The physical volume of Mexican manufacturing production increased 1% in November 2025 compared to last October, according to the results of the Monthly Survey of the Manufacturing Industry (EMIM) , conducted by the National Institute of Statistics and Geography (Inegi) .
On an annual basis, the country’s manufacturing activity also registered a positive result, with an increase of 1.4% , according to the agency’s figures.
Despite the growth in the sector, the number of people employed in this activity decreased by 0.4% monthly in the penultimate month of 2025, while in its annual measurement it fell by 2.7 percent.
By type of contract , non-dependent staff (who are hired and provided by another company and for fees or commissions without a fixed salary or wage) fell 0.5%, and dependent staff of the company decreased 0.4 percent.
Meanwhile, hours worked fell by 0.6% compared to last October , while average real wages paid (salaries, wages and social benefits) fell by 0.6% month-on-month.
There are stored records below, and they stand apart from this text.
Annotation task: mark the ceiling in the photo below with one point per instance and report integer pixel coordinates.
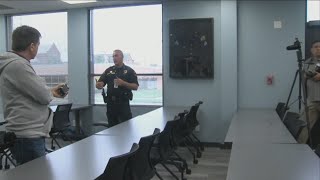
(26, 6)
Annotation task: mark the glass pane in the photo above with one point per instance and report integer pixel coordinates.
(51, 62)
(149, 92)
(136, 30)
(313, 10)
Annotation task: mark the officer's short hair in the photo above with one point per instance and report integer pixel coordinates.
(118, 50)
(314, 42)
(23, 36)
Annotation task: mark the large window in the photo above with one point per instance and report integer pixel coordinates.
(51, 63)
(137, 31)
(313, 10)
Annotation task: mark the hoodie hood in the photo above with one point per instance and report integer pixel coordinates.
(6, 58)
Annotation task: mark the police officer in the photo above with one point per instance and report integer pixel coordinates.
(120, 80)
(312, 76)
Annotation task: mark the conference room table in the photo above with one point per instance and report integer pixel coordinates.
(87, 159)
(76, 108)
(263, 148)
(273, 161)
(145, 124)
(258, 125)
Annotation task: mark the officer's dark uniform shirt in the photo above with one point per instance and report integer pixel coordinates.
(125, 73)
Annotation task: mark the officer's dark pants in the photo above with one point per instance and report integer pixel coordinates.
(118, 112)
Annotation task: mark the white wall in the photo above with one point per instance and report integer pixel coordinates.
(78, 53)
(262, 50)
(2, 46)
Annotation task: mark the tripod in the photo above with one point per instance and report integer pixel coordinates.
(302, 84)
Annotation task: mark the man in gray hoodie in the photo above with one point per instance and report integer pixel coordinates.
(25, 96)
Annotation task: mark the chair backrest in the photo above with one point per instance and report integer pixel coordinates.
(140, 165)
(117, 166)
(61, 118)
(165, 140)
(7, 140)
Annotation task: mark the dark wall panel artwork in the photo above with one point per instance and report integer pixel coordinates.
(191, 48)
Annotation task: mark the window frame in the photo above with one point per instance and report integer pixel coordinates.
(92, 74)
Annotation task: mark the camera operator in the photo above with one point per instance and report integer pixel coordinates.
(312, 75)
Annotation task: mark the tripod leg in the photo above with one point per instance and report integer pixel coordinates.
(306, 107)
(292, 86)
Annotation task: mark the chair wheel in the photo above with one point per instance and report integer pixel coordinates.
(199, 154)
(195, 161)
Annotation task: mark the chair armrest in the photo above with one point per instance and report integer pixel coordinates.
(3, 123)
(101, 124)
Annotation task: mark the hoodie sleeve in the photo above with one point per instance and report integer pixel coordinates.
(23, 77)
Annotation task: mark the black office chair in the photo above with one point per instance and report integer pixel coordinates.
(140, 164)
(117, 167)
(191, 122)
(163, 151)
(281, 109)
(7, 140)
(61, 123)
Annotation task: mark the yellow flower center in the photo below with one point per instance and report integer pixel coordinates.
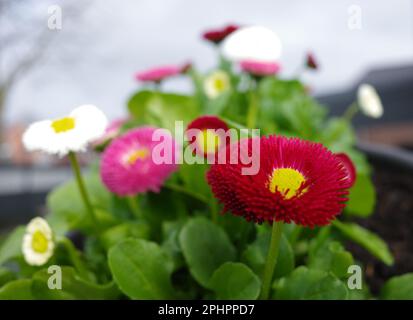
(139, 154)
(220, 84)
(63, 124)
(208, 140)
(287, 181)
(39, 242)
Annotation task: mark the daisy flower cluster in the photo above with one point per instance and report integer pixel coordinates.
(145, 213)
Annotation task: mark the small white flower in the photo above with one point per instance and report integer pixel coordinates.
(252, 43)
(38, 245)
(369, 101)
(216, 83)
(72, 133)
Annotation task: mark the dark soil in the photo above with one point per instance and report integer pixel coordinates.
(393, 221)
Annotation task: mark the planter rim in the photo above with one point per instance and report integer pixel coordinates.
(389, 155)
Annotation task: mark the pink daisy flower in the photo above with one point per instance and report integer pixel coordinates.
(158, 74)
(348, 166)
(216, 36)
(260, 68)
(311, 62)
(207, 134)
(133, 163)
(298, 181)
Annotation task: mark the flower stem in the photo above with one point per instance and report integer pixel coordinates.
(271, 259)
(135, 207)
(252, 109)
(82, 188)
(351, 111)
(214, 211)
(75, 258)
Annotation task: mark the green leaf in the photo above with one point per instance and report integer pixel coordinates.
(367, 239)
(398, 288)
(162, 109)
(286, 106)
(170, 244)
(194, 178)
(205, 247)
(66, 206)
(362, 197)
(217, 105)
(141, 269)
(136, 229)
(17, 290)
(338, 135)
(309, 284)
(11, 247)
(331, 256)
(73, 287)
(6, 276)
(235, 281)
(256, 254)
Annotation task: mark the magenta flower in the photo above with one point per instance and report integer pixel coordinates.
(261, 69)
(159, 73)
(311, 62)
(138, 161)
(216, 36)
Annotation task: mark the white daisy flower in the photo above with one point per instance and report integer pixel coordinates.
(216, 83)
(72, 133)
(369, 101)
(38, 245)
(254, 43)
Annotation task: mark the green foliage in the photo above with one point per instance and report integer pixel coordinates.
(331, 257)
(310, 284)
(286, 107)
(12, 246)
(162, 109)
(205, 247)
(141, 269)
(67, 211)
(362, 197)
(235, 281)
(398, 288)
(20, 289)
(6, 275)
(256, 253)
(73, 287)
(367, 239)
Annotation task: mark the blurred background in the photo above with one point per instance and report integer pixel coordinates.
(47, 69)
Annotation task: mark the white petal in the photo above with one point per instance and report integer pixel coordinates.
(209, 83)
(32, 257)
(91, 122)
(369, 101)
(252, 43)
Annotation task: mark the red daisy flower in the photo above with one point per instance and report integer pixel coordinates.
(311, 62)
(297, 181)
(349, 166)
(207, 134)
(217, 35)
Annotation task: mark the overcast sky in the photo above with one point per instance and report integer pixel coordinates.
(112, 41)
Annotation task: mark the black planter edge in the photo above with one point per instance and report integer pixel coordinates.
(394, 157)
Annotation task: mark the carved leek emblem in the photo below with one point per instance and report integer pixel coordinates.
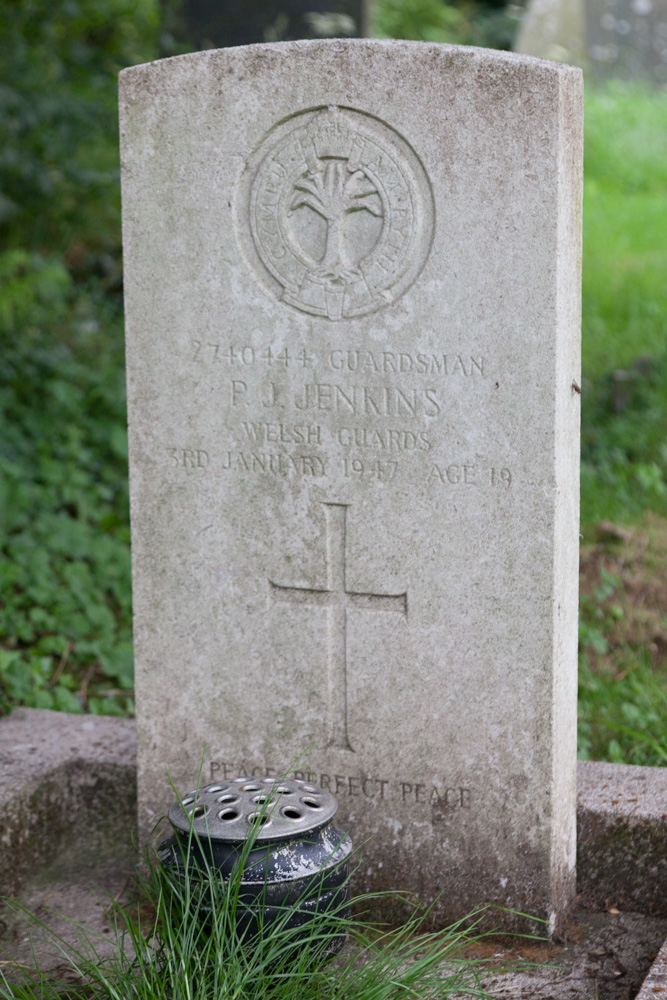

By subsector, the manufacture of petroleum and coal products was the industry that had the largest increase in physical production volume, with 46.2% year-on-year
This was followed by the production of computer, communication, measurement and other electronic equipment, components and accessories , with a growth of 7.2%, and the manufacture of accessories, electrical appliances and electrical power generation equipment , with an annual increase of 1.4%.
According to Inegi, “the Monthly Survey of the Manufacturing Industry reports on the situation of the main variables of production and employment in the manufacturing sector.”
This industry, one of the most important in the country, has remained resilient in the face of the new trade order, which has undergone constant changes due to the imposition of tariffs and the geopolitical reconfiguration in the world.
According to analysts, the manufacturing industry will continue to face challenges this year, while Foreign Direct Investment (FDI) is expected to continue investing in this sector to strengthen it.